Maybe there’s somebody out there. Maybe there’s somebody out there who’s like me. Somebody who’s learned to live and function with this … ugh. This handicap, for lack of a better word. Maybe that person will send me an e-mail with a magic incantation for surviving with this.
Or maybe I’ll be that person for somebody else. Maybe some twenty-year-old girl is sitting out there right now, in the wee hours of a Sunday morning, crying in her dorm room and wondering why she can’t be like everyone else. To that person, whomever and wherever you are, I don’t have any answers. I’m sorry. I don’t really believe, deep down, that anyone does. I probably can’t be your friend, just like you can’t be mine. People like us can’t really have friends, not in the long run. But understand that you are not alone. I’m in this too. Right there with you.
The comments that he received from the post were a mix of support and “me toos.” This one was particularly touching:
So, I’m that 20 year old girl you were talking about…though not in her dorm room, but her apt. Something about your article just hit home. I feel the same way you do a lot. I go through numerous mood swings for no apparent reason and I know they’re going on, but I cannot control them. So many people say “just be happy” but that’s impossible when you can’t control yourself. Oh what I would give to be able to just snap out of this. To feel the love that everyone DOES have for me. To feel like I’m actually worth something would be amazing! But there’s something that does not allow it. I know it’s there, but there’s no way to get rid of it. I try to overcome it, but it can’t be overcome.
So thank you for letting me know I am not alone in this world, and I hope you know you are not either…
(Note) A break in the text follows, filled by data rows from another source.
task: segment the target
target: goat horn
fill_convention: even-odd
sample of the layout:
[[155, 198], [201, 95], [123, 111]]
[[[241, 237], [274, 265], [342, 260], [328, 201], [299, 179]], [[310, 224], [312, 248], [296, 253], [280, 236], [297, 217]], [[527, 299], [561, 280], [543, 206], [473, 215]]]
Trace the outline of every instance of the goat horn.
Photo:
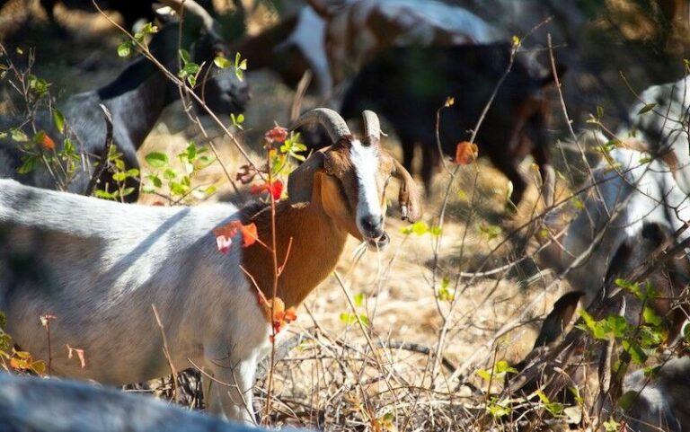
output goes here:
[[204, 29], [211, 36], [221, 39], [220, 34], [217, 31], [216, 20], [208, 13], [208, 11], [194, 0], [160, 0], [160, 3], [173, 9], [178, 14], [181, 13], [182, 9], [190, 13], [193, 13], [201, 20]]
[[291, 130], [295, 130], [300, 126], [306, 124], [318, 123], [323, 126], [328, 136], [331, 137], [331, 140], [335, 144], [341, 140], [343, 137], [351, 136], [349, 128], [345, 120], [342, 119], [340, 114], [329, 108], [314, 108], [295, 120], [292, 124]]
[[378, 116], [376, 112], [366, 110], [362, 112], [364, 119], [364, 137], [365, 144], [377, 145], [381, 139], [381, 125], [378, 122]]

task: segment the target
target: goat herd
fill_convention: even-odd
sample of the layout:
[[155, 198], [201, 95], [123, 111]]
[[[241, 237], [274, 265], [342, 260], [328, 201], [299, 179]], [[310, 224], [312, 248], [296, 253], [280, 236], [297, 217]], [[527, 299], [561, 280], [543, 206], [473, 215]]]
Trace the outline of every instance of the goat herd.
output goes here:
[[[57, 375], [115, 385], [190, 363], [205, 371], [209, 411], [253, 424], [255, 372], [271, 347], [270, 320], [257, 303], [257, 290], [277, 295], [287, 309], [296, 307], [333, 271], [349, 235], [383, 250], [390, 241], [384, 229], [389, 180], [400, 182], [402, 219], [420, 220], [423, 194], [410, 173], [414, 146], [421, 148], [429, 196], [442, 153], [452, 154], [472, 131], [481, 154], [511, 181], [515, 203], [528, 188], [518, 165], [534, 157], [548, 228], [560, 223], [554, 221], [566, 201], [578, 203], [578, 214], [562, 227], [564, 239], [552, 239], [546, 252], [582, 300], [568, 294], [556, 303], [535, 350], [506, 387], [527, 393], [544, 381], [556, 397], [572, 385], [559, 387], [557, 371], [569, 372], [569, 382], [577, 385], [586, 385], [579, 376], [597, 375], [584, 397], [599, 411], [624, 416], [621, 428], [690, 430], [690, 364], [676, 349], [683, 346], [690, 312], [690, 81], [642, 93], [630, 110], [630, 126], [615, 136], [597, 136], [603, 156], [583, 191], [554, 203], [544, 91], [564, 69], [516, 55], [519, 44], [503, 41], [500, 31], [464, 9], [435, 0], [351, 0], [337, 6], [314, 0], [265, 32], [227, 43], [214, 18], [192, 0], [161, 3], [200, 23], [163, 26], [149, 50], [174, 71], [179, 47], [187, 49], [202, 65], [203, 82], [193, 91], [211, 111], [239, 114], [250, 102], [248, 84], [235, 70], [213, 66], [217, 56], [233, 58], [235, 51], [250, 69], [272, 68], [288, 84], [309, 69], [319, 97], [341, 101], [334, 103], [337, 110], [314, 109], [293, 121], [291, 128], [305, 130], [312, 152], [289, 174], [288, 198], [277, 202], [274, 212], [265, 203], [137, 205], [138, 182], [131, 179], [134, 192], [123, 197], [128, 203], [84, 196], [93, 181], [117, 188], [112, 172], [101, 166], [111, 136], [126, 166], [138, 168], [137, 151], [163, 110], [180, 99], [180, 88], [145, 57], [111, 83], [61, 105], [68, 125], [64, 135], [78, 143], [81, 154], [82, 169], [68, 184], [56, 184], [40, 164], [20, 173], [22, 148], [10, 137], [0, 139], [0, 311], [18, 347], [49, 358]], [[52, 17], [52, 3], [41, 4]], [[438, 114], [448, 96], [456, 102]], [[99, 105], [111, 114], [111, 132]], [[382, 147], [375, 112], [399, 138], [402, 163]], [[481, 118], [482, 126], [473, 130]], [[361, 136], [346, 123], [359, 119]], [[22, 121], [2, 118], [0, 132]], [[49, 136], [63, 134], [49, 113], [39, 112], [33, 121]], [[310, 133], [313, 126], [318, 128]], [[259, 239], [270, 239], [275, 231], [273, 250], [285, 260], [279, 278], [271, 253], [258, 243], [242, 248], [238, 240], [226, 255], [217, 252], [213, 232], [233, 221], [254, 224]], [[647, 295], [622, 287], [635, 282]], [[661, 317], [671, 348], [657, 356], [663, 361], [654, 373], [601, 366], [597, 374], [579, 373], [592, 358], [615, 363], [613, 337], [591, 348], [579, 328], [565, 332], [579, 301], [597, 319], [620, 315], [637, 328]], [[37, 325], [46, 313], [60, 317], [49, 344], [84, 349], [85, 366], [51, 353], [45, 330]], [[616, 408], [628, 392], [633, 401]], [[243, 430], [113, 391], [4, 375], [0, 430], [3, 423], [8, 430]]]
Blogging is an incredibly powerful way to connect with other people — whether you are the blogger or the reader. When a blogger has built a following of people who read his or her words regularly, a bond can form that goes beyond the content of the blog posts, providing an instant support group. Others who have never heard of the problem get to learn about it vicariously and perhaps realize that someone they know might be affected, and those who suffer from it themselves can see that they are not alone. One blog post could change someone’s life. I hope that it’s changed Jeff’s for the better.